Dynamic Algebra™ Exploration

The Eliminator

When you add equal quantities to each side of an equation, the resulting equation has the same solution as the original. In the same way, when you add two quantities that are equal, to two other quantities that are equal, the resulting expressions are equal.

The elimination method makes use of this fact to solve systems of linear equations. This page will help you understand the elimination method by looking at the graphs of the linear equations in the system. The sketch can help with Lesson 5.3 of Discovering Algebra: An Investigative Approach, especially with Exercise 12 on page 294.

Sketch

This sketch allows you to add multiples of two equations and see the result. You can input the original two equations by adjusting sliders A, B, and C for the blue equation and sliders D, E, and F for the green equation. These sliders are aligned with the x-axis. The graphs of the equations are shown in matching colors.

Press Show Multipliers to see the sliders S and T. You can adjust slider S to create a multiple of the blue equation, and slider T to create a multiple of the green equation.

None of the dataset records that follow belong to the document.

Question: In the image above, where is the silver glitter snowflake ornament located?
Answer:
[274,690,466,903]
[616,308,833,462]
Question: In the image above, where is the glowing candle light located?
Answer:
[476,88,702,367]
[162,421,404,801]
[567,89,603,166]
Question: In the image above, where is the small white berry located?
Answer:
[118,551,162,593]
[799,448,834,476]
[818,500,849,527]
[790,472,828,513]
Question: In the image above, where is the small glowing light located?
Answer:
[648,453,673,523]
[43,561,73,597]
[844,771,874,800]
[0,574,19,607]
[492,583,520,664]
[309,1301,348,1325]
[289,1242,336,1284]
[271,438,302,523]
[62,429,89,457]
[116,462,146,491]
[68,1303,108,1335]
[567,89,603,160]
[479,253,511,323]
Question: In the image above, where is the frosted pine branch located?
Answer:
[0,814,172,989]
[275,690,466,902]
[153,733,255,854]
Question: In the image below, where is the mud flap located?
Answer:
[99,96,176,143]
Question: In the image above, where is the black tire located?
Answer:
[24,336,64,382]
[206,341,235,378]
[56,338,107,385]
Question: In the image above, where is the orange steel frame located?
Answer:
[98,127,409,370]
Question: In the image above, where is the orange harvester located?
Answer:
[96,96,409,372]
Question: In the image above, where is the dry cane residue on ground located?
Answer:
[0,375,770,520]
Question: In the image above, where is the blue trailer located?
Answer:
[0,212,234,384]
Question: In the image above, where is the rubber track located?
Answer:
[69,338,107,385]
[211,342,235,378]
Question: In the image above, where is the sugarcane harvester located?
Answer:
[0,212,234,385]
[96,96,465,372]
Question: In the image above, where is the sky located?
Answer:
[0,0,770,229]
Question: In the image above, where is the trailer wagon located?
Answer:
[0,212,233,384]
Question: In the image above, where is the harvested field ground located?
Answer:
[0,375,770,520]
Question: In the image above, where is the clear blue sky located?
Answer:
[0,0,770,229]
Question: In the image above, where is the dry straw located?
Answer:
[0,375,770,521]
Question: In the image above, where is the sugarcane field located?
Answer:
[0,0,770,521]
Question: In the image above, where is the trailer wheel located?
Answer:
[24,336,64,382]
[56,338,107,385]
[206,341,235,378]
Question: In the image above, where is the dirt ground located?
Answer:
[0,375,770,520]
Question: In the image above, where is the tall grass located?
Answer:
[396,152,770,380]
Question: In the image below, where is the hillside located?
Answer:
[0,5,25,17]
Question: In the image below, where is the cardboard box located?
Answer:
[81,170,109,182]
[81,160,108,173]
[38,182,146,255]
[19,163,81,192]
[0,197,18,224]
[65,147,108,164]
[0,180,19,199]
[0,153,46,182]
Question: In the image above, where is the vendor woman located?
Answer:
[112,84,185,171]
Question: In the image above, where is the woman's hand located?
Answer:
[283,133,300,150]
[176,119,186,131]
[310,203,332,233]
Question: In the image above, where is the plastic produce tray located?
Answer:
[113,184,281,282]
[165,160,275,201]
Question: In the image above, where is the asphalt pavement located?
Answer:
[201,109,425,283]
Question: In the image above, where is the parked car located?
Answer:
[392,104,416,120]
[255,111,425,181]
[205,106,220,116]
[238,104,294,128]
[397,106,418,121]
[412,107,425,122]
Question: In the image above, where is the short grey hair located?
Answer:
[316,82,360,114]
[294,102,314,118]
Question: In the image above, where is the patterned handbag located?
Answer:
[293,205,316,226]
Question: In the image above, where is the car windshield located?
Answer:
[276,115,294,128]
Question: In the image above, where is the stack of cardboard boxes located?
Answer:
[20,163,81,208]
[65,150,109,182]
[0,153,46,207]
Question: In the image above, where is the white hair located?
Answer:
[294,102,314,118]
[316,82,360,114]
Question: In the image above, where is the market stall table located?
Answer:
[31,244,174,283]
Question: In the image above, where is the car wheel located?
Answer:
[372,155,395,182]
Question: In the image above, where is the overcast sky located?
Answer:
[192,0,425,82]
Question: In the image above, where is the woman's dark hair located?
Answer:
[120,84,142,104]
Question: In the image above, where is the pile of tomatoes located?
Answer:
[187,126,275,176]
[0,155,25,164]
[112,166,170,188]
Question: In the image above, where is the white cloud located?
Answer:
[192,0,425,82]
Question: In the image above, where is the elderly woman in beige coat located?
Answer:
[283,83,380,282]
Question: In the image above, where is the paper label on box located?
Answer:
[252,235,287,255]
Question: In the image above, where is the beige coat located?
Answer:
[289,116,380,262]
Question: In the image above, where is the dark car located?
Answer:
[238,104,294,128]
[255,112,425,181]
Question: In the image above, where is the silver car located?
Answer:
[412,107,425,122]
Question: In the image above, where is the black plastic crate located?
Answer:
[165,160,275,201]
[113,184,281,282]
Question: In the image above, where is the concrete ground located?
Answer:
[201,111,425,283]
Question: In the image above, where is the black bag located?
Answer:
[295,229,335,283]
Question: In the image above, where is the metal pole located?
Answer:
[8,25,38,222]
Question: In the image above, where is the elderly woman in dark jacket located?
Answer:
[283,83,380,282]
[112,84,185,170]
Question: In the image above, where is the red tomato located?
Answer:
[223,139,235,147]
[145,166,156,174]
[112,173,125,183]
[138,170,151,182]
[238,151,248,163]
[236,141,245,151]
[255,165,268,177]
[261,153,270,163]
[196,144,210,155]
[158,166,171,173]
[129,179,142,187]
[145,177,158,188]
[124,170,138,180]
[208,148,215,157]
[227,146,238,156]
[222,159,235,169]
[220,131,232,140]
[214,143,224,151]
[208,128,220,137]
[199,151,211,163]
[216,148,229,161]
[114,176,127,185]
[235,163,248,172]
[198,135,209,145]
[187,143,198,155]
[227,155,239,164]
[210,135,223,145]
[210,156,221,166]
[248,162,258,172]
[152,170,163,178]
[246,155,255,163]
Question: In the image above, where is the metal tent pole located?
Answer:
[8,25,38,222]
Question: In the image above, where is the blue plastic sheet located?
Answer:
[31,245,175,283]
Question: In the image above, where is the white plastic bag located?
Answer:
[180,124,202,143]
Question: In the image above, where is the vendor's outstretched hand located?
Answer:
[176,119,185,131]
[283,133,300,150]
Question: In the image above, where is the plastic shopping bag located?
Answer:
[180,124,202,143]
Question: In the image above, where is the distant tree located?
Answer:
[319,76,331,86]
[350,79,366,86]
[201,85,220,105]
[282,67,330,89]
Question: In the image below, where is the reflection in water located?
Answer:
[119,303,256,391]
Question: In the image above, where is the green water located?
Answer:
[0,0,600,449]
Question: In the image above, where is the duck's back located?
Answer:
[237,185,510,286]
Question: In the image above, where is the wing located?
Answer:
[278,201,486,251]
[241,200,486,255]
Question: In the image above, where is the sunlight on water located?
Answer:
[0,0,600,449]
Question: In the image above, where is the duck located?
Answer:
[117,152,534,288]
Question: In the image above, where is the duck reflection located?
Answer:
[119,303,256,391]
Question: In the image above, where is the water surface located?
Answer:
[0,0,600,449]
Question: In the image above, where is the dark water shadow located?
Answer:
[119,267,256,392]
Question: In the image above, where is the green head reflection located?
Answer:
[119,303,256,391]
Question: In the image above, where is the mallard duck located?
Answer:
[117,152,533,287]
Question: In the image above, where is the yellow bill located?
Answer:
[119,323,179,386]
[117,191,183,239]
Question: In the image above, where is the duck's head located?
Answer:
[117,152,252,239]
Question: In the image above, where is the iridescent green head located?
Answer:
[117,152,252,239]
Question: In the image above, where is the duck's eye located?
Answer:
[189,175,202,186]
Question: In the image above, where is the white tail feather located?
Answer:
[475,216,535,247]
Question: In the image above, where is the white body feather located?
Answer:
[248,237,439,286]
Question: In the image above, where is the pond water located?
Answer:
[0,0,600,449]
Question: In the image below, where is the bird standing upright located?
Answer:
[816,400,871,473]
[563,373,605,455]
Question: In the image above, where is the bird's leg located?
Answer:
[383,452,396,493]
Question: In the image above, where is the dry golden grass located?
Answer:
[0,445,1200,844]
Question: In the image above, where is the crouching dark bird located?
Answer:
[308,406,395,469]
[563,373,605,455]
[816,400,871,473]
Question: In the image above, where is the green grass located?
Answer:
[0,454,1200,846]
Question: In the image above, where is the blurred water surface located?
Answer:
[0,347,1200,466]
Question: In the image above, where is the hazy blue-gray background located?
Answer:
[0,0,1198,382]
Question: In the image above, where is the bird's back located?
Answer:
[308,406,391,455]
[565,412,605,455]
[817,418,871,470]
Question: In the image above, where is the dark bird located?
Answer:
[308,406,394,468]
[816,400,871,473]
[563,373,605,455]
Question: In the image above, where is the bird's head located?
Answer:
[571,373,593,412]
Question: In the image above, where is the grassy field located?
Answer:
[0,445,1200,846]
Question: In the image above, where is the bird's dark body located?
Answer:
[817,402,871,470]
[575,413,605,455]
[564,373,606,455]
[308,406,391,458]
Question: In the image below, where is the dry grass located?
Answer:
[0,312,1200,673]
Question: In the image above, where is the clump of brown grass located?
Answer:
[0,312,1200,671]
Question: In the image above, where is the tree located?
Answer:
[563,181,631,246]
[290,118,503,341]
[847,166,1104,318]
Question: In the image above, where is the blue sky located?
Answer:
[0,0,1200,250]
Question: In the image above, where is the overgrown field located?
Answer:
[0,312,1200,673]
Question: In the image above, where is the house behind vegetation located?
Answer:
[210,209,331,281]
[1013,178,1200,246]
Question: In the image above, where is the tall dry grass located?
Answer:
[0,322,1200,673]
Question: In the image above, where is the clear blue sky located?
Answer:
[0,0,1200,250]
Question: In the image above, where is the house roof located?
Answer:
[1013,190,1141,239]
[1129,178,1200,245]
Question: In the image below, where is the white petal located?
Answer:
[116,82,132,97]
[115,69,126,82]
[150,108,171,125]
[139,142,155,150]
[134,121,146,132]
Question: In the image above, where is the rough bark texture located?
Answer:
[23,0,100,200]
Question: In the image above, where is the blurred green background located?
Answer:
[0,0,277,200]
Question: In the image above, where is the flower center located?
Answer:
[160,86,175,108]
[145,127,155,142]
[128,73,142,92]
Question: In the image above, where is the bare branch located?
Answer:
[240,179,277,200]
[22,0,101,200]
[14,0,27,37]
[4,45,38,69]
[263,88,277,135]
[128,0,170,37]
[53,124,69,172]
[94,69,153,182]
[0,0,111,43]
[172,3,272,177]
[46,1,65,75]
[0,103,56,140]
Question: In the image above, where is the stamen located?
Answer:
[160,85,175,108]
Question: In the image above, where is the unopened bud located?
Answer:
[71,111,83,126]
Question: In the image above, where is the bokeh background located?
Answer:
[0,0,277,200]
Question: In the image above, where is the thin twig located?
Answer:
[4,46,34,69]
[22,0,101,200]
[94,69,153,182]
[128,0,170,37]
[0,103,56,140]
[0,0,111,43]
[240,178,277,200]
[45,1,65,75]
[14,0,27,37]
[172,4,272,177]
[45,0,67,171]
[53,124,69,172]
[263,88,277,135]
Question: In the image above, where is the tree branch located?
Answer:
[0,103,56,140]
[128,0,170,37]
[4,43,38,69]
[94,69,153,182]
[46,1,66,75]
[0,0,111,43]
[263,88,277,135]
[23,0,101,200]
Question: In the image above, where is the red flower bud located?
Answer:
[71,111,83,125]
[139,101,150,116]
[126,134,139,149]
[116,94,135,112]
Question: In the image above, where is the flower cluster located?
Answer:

Press Show Sum to see the equation and graph that result from adding the multiples of the original equations. In other words, the equation and graph in red are the sum of S times the blue equation Ax + By = C and T times the green equation Dx + Ey = F.

Investigate

1. Set the sliders A, B, C, D, E, and F to give the two equations of the system you want to solve. You may be able to estimate the solution by looking at the intersection of the two lines.
2. Press Show Sum to show the sum of the equations and the corresponding graph, both in red. What do you notice?
3. Press Show Multipliers. Drag the sliders S and T until the red line is either horizontal or vertical. You may have to adjust one or both sliders. Alternatively, you might wish to use the elimination method to solve the system algebraically, then adjust the sliders to match the values you used to multiply each equation.
4. Read off one part of the solution from the red equation. Substitute this solution back into one of the original equations to find the other part of the solution. Then change the values of sliders S and T to show this other part of the solution as a vertical or horizontal line.
5. What part of the solution can you get from a horizontal line? Why?
6. What part of the solution can you get from a vertical line? Why?
7. When does a system of two linear equations have no solution? In this case, what can you say about the red line? Why is this true?